After the long and hazardous sea voyage Silk then took time out to visit his family.
He then carried on to Australia and then on to PNG.
The story behind his famous photo and how it led him to being dismissed from the DoI and taking up work at LIFE magazine is another longer story which includes him being left for dead after taking the photo.
Incidentally his first assignment for LIFE in 1943 was documenting the First Lady Eleanor Roosevelt during her exhaustive 1943 South Pacific tour, in New Zealand and Australia.
He went back to Europe and worked for LIFE there in Italy and western Europe before heading east after VE day.
His photo essay of famine in China's Hunan Province caused a major political scandal between the USSR, China and the USA when it was exhibited as part of the Family of Man travelling photo exhibition in Moscow in 1959. The communists countries claimed the photos were ‘fake news’ and a slight at the how wonderful communism was, conveniently forgetting that the photos were taken four years before Mao took charge in China.
In 1972, whilst in Nepal shooting an assignment on Himalayan game parks, he received news that LIFE magazine had folded. According to the 1977 book “That was the Life” it was reported that Silk replied saying, "your message garbled... not well understood.
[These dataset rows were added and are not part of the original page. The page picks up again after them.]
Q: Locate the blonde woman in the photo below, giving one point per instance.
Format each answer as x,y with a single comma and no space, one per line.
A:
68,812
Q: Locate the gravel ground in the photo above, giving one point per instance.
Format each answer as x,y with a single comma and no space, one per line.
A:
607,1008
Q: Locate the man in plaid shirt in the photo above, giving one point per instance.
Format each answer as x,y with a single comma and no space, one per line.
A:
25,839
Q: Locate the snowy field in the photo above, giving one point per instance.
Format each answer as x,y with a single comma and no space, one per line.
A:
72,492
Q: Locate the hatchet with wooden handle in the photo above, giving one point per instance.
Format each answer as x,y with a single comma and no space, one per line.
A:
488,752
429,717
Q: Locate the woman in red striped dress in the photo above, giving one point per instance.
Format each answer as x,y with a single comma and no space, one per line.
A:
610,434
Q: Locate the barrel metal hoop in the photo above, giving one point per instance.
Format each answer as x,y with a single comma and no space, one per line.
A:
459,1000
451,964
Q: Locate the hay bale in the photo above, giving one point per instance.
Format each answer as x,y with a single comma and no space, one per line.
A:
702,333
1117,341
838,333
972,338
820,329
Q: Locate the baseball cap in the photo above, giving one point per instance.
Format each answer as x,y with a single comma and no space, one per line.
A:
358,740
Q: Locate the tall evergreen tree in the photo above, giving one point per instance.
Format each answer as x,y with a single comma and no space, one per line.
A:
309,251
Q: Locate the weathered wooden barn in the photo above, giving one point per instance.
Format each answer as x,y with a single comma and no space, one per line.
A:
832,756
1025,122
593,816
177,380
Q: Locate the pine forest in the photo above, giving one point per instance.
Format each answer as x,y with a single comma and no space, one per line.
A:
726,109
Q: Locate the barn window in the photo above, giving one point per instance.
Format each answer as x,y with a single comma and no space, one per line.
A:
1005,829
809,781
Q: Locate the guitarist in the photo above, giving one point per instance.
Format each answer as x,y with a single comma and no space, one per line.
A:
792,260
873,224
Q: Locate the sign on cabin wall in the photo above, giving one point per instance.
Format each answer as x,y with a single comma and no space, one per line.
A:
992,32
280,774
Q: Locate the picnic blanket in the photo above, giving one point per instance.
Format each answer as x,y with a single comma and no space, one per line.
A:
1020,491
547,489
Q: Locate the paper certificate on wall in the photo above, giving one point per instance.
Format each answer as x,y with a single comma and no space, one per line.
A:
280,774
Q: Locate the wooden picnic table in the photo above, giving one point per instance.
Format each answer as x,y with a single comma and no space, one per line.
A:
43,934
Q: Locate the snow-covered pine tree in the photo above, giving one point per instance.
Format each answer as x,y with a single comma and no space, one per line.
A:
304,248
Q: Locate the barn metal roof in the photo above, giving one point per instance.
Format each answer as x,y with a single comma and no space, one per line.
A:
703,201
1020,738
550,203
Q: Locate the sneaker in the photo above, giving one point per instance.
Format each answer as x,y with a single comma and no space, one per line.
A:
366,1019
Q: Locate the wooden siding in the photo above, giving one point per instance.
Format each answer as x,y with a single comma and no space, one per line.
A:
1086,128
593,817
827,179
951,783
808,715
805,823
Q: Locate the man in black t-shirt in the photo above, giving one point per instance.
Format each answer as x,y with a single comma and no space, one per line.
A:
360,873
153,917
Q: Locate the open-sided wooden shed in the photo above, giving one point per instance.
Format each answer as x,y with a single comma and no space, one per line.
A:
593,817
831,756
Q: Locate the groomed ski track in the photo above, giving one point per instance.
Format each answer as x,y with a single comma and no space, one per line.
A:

Please send half a million dollars for additional costs”.
Fantastic article as always, Mr. Messenger. I really appreciate how you are able to bring these historic journalists to light and to life.
I love that self-portrait! Really tremendous. And the tiny camera attached to the telescopic lens at the Empire Games makes me think how far we've come.
By the way, I am certain that typewriter in the first picture is a mid-50s Smith Corona, probably a clipper since it doesn't have the "speed stripes," although I cannot say for sure on that count without seeing if it has a tabulator.